Fiber art inspired by microscopic photo of mahogany structure
framed in mahogany
She craved a less corporate personal look, and designed and hand made a purse. Friends encouraged her to make more. She started participating in craft shows. She recalls, “One day in a fabric store, the proprietor noticed one of my hand made purses and asked if I could make patterns.”  This launched a new business, “Sweetbriar Studio”, a sewing pattern business that continues today.

 Minchew’s latest transformation resulted from her desire to transition from fine craft to works more creatively artistic. “In about 2008, I wanted to start making table runners, but was looking for a way to make them not only decorative, but more free-form,” she states. “While on vacation, I was thumbing through a magazine and noticed an advertisement for a "wet-felted" garment. When I got home, I taught myself to wet-felt.” As a result of getting back into sewing and then working with felting, Christie’s latent addiction to all things fiber was reignited.

Sculptural fiber art inspired by galactic image
Minchew’s unique fabric creations are characterized by dimensionality, pattern and texture, and often inspired by the microscopic and telescopic patterns in the natural world.
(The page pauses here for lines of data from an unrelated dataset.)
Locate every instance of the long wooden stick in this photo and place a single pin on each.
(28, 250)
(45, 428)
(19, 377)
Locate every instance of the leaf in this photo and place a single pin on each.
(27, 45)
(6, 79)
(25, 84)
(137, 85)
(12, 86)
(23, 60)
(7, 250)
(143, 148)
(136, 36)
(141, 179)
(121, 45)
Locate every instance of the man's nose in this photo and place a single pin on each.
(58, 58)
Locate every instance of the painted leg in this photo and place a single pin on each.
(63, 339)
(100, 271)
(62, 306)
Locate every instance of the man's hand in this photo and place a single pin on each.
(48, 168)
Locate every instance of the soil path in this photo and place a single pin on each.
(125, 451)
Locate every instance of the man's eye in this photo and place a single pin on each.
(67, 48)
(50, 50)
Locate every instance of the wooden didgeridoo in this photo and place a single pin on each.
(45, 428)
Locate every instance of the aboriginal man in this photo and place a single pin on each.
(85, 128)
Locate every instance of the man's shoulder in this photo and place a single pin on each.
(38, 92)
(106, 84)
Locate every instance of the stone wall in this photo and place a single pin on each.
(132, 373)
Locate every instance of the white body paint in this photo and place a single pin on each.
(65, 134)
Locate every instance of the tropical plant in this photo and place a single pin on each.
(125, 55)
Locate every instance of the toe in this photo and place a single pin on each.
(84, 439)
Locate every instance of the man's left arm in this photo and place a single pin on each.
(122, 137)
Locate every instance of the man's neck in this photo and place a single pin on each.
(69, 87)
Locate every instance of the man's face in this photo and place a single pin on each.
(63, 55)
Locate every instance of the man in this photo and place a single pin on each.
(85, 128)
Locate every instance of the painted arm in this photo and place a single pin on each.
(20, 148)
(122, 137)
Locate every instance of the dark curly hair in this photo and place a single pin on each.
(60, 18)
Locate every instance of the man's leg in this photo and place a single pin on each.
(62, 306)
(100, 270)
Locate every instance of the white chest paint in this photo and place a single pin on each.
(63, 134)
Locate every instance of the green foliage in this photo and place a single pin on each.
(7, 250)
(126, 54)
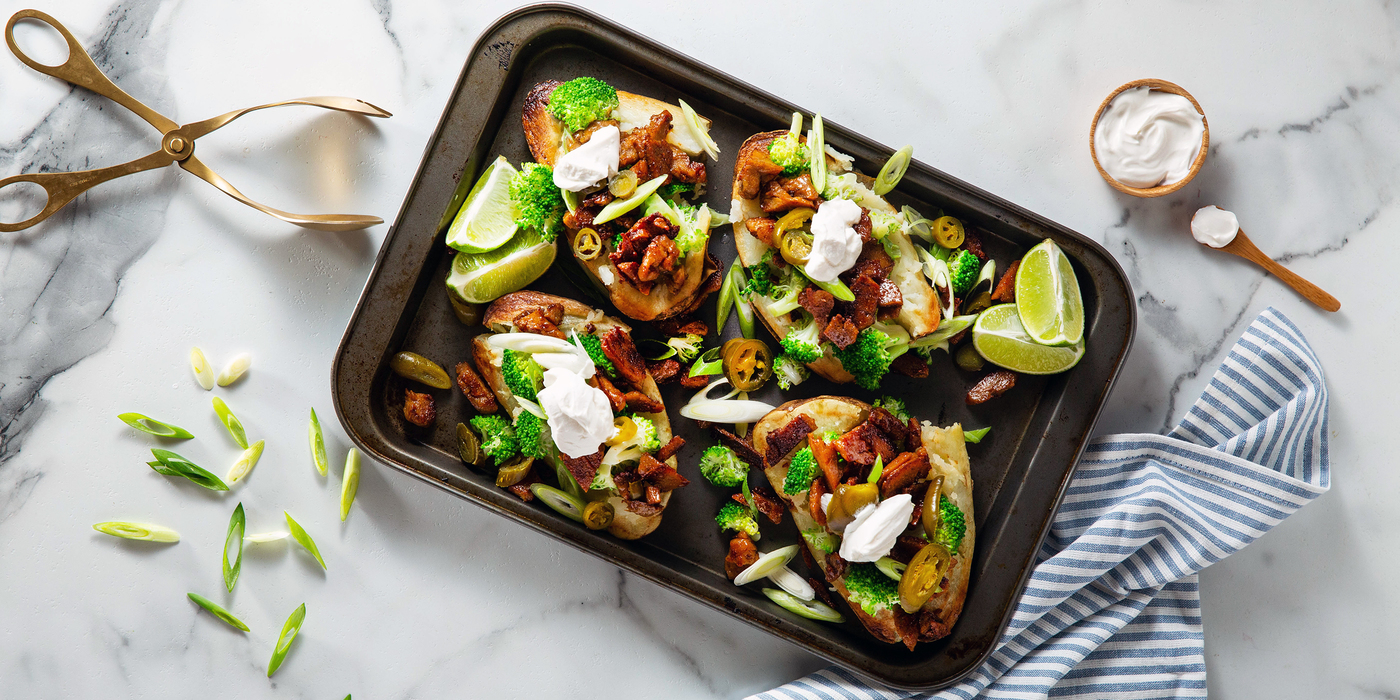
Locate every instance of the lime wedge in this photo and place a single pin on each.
(1001, 339)
(482, 277)
(487, 217)
(1047, 294)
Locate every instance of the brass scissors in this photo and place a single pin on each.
(177, 142)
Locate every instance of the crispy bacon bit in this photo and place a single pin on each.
(784, 440)
(990, 387)
(1005, 290)
(619, 349)
(742, 555)
(902, 472)
(417, 408)
(475, 389)
(669, 448)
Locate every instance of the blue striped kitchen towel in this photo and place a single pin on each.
(1113, 606)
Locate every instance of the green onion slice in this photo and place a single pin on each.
(142, 531)
(217, 612)
(559, 501)
(289, 633)
(620, 206)
(237, 522)
(809, 609)
(318, 444)
(231, 422)
(245, 462)
(175, 465)
(893, 170)
(156, 427)
(304, 539)
(349, 482)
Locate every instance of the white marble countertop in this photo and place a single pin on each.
(430, 597)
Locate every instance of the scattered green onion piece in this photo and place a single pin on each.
(559, 501)
(816, 147)
(349, 482)
(893, 170)
(156, 427)
(231, 422)
(203, 373)
(175, 465)
(217, 612)
(304, 539)
(237, 522)
(707, 363)
(142, 531)
(289, 633)
(245, 462)
(318, 444)
(809, 609)
(620, 206)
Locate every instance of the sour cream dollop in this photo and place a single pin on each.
(1148, 137)
(875, 528)
(1214, 227)
(835, 242)
(591, 163)
(580, 416)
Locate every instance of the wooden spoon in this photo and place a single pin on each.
(1245, 248)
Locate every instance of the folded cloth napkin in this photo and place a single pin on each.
(1113, 605)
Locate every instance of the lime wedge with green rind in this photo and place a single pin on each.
(1047, 297)
(482, 277)
(486, 220)
(1000, 338)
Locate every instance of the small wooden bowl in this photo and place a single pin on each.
(1161, 189)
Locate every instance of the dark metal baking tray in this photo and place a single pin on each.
(1019, 472)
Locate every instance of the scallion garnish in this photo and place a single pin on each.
(142, 531)
(156, 427)
(170, 464)
(245, 462)
(237, 522)
(349, 482)
(289, 633)
(318, 444)
(231, 422)
(300, 535)
(217, 612)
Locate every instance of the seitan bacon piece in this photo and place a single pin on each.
(742, 555)
(990, 387)
(476, 391)
(902, 472)
(1005, 290)
(784, 440)
(619, 347)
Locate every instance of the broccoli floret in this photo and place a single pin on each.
(963, 269)
(538, 202)
(723, 468)
(686, 346)
(870, 588)
(790, 153)
(804, 343)
(497, 437)
(529, 436)
(583, 101)
(801, 471)
(952, 525)
(594, 346)
(788, 371)
(895, 406)
(738, 518)
(872, 352)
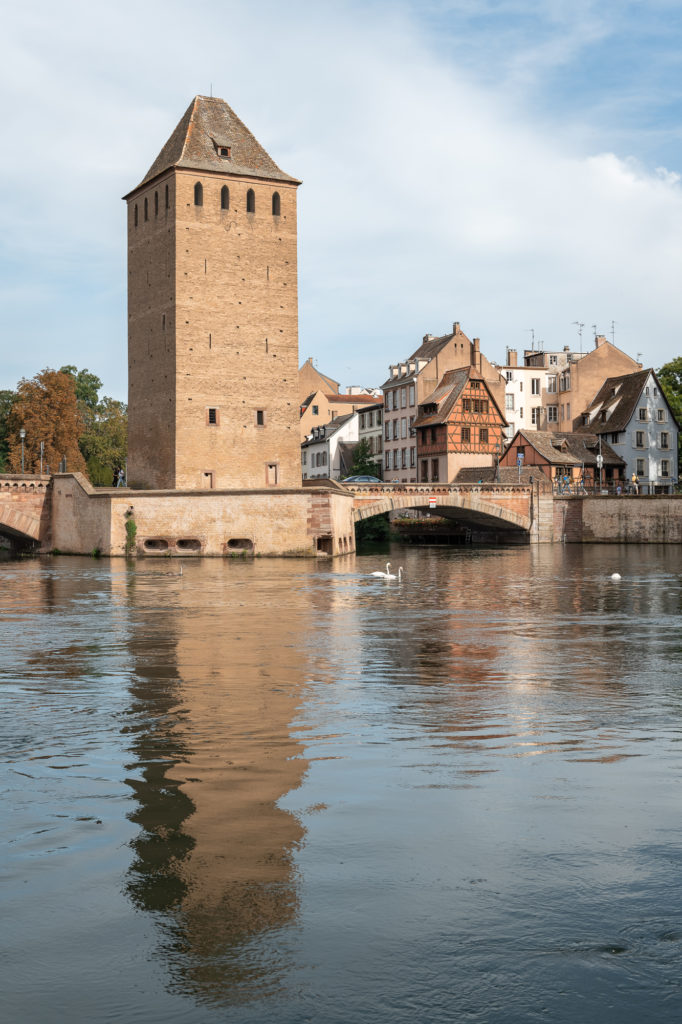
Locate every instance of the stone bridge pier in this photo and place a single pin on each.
(25, 510)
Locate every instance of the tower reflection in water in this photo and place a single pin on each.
(218, 677)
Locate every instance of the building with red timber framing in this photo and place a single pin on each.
(459, 424)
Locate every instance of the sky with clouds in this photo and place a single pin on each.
(509, 164)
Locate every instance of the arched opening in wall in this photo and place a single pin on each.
(240, 544)
(188, 544)
(155, 544)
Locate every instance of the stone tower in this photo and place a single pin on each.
(213, 311)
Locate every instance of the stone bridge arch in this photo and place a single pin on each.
(495, 506)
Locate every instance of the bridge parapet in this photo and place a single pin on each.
(504, 505)
(24, 482)
(25, 506)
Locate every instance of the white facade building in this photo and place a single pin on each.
(371, 430)
(325, 453)
(533, 389)
(632, 414)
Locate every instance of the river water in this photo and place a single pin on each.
(286, 791)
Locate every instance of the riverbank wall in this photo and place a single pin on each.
(624, 519)
(308, 521)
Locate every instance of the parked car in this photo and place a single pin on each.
(361, 479)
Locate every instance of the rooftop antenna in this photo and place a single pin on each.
(580, 332)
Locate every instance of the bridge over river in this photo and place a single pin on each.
(521, 509)
(526, 512)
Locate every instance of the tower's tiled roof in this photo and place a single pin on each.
(207, 125)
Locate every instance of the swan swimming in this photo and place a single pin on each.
(388, 574)
(384, 576)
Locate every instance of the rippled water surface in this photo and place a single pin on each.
(284, 791)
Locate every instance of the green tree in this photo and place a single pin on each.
(87, 388)
(365, 463)
(47, 409)
(670, 378)
(104, 440)
(6, 400)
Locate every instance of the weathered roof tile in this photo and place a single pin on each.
(207, 125)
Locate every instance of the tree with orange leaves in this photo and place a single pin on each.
(46, 408)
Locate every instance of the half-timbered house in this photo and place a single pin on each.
(459, 424)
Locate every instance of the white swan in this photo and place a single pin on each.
(386, 574)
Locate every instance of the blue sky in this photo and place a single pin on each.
(511, 165)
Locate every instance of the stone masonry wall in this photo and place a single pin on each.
(299, 521)
(628, 519)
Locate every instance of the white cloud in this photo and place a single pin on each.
(429, 194)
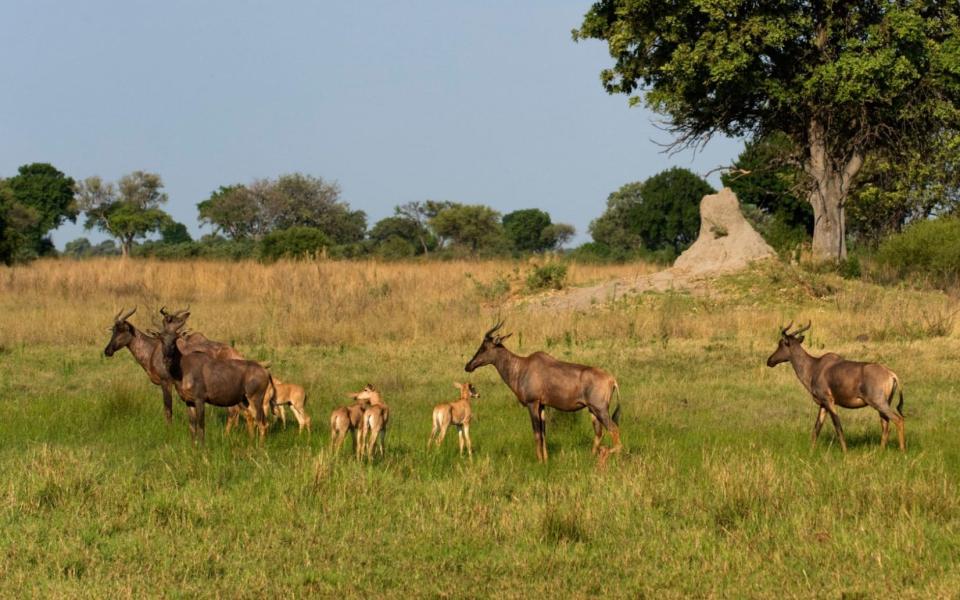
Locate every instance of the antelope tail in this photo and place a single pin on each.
(616, 412)
(273, 398)
(900, 403)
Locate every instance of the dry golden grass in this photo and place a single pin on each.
(717, 493)
(372, 303)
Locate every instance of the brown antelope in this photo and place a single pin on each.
(539, 381)
(147, 351)
(294, 396)
(458, 413)
(373, 424)
(197, 342)
(834, 381)
(202, 379)
(194, 341)
(346, 419)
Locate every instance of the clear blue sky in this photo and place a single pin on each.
(478, 102)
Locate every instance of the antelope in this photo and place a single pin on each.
(834, 381)
(194, 341)
(373, 424)
(147, 351)
(293, 395)
(458, 413)
(347, 419)
(197, 342)
(202, 379)
(539, 381)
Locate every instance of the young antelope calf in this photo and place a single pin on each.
(293, 395)
(373, 425)
(346, 419)
(458, 413)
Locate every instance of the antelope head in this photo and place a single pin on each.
(487, 351)
(122, 331)
(788, 340)
(174, 321)
(466, 390)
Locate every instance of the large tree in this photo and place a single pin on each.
(127, 211)
(471, 226)
(44, 193)
(292, 200)
(660, 214)
(840, 79)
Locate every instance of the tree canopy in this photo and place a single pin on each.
(839, 79)
(35, 201)
(662, 214)
(292, 200)
(126, 211)
(470, 226)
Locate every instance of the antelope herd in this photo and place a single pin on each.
(203, 371)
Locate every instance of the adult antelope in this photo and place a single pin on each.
(834, 381)
(373, 424)
(194, 341)
(457, 413)
(146, 350)
(539, 381)
(202, 379)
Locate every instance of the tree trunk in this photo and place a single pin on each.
(831, 186)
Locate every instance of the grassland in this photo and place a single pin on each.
(718, 492)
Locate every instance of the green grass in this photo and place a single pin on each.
(717, 494)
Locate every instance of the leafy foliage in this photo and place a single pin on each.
(660, 214)
(473, 227)
(293, 242)
(525, 229)
(126, 211)
(38, 199)
(292, 200)
(928, 248)
(840, 81)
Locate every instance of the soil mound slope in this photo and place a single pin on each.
(727, 243)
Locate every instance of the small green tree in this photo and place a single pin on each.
(612, 231)
(128, 211)
(669, 215)
(234, 210)
(525, 229)
(661, 214)
(474, 227)
(293, 242)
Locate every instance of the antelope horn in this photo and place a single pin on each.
(493, 329)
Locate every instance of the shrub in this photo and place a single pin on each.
(927, 249)
(295, 242)
(547, 277)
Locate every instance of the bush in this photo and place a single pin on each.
(552, 276)
(295, 242)
(927, 249)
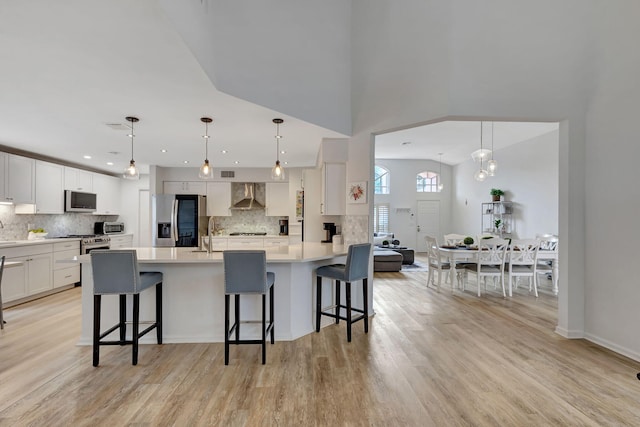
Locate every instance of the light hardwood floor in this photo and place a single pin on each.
(430, 359)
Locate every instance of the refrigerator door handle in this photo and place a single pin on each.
(174, 220)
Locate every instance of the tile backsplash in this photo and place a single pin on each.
(247, 221)
(15, 227)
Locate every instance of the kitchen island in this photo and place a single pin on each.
(193, 292)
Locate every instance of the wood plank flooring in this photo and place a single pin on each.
(430, 359)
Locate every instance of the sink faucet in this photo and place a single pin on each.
(210, 228)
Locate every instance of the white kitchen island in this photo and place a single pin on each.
(193, 293)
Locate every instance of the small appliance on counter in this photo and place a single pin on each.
(329, 230)
(104, 227)
(284, 227)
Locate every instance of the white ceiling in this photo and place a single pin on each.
(455, 139)
(70, 68)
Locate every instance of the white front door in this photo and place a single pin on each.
(428, 222)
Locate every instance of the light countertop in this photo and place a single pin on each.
(304, 252)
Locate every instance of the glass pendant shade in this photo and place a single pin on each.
(277, 173)
(131, 172)
(206, 171)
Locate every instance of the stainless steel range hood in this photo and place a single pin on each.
(249, 201)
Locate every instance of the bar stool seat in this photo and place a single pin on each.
(115, 272)
(245, 272)
(356, 268)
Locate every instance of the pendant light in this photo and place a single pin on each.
(206, 171)
(492, 165)
(440, 185)
(277, 173)
(131, 172)
(481, 174)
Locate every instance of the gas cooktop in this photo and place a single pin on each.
(248, 233)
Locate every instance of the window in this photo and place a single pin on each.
(427, 182)
(381, 218)
(381, 181)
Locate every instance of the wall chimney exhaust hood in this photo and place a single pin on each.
(248, 202)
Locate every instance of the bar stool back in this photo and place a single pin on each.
(356, 268)
(115, 272)
(245, 272)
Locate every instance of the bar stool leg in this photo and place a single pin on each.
(318, 302)
(136, 322)
(337, 301)
(96, 329)
(123, 318)
(159, 313)
(226, 329)
(348, 294)
(365, 296)
(264, 328)
(271, 314)
(237, 317)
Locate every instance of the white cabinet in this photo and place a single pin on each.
(218, 198)
(33, 277)
(49, 193)
(185, 187)
(78, 180)
(277, 199)
(65, 274)
(18, 175)
(334, 176)
(107, 189)
(121, 241)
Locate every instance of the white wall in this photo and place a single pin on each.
(403, 194)
(528, 173)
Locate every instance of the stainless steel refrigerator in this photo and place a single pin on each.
(178, 220)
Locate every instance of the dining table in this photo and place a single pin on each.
(455, 254)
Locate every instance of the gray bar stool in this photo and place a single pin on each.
(115, 272)
(245, 272)
(356, 268)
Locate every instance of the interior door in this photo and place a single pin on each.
(428, 222)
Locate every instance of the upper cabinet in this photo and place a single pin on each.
(218, 198)
(107, 189)
(78, 180)
(277, 199)
(185, 187)
(18, 178)
(334, 176)
(49, 179)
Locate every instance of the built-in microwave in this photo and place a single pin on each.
(76, 201)
(104, 227)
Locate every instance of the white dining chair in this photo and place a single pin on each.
(548, 244)
(436, 263)
(523, 256)
(491, 256)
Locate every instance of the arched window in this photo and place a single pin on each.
(427, 182)
(381, 181)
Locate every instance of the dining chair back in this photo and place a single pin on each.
(523, 256)
(436, 262)
(491, 256)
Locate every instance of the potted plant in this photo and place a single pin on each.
(497, 194)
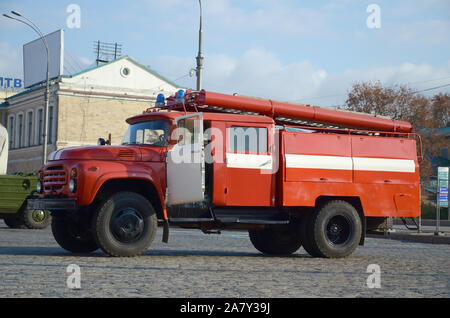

It is, as she puts it, “organicy looking”. “I like this counterpoint to the technical control of the corporate world, or even the pattern business.” The wet felting process is exciting to her. “The material transforms before your eyes,” she emotes. “There is this wonderful balance between artistic control and serendipity.”

Christie Minchew is one of the many regionally and nationally recognized artists and fine crafts people who will open their studios the first two weekends in December at the 20th Annual Chatham Studio Tour ( Visitors from all around enjoy Chatham’s rural beauty and share with the members of the Chatham Artists Guild in the creative process. It is a holiday tradition, and an opportunity to purchase unique original art.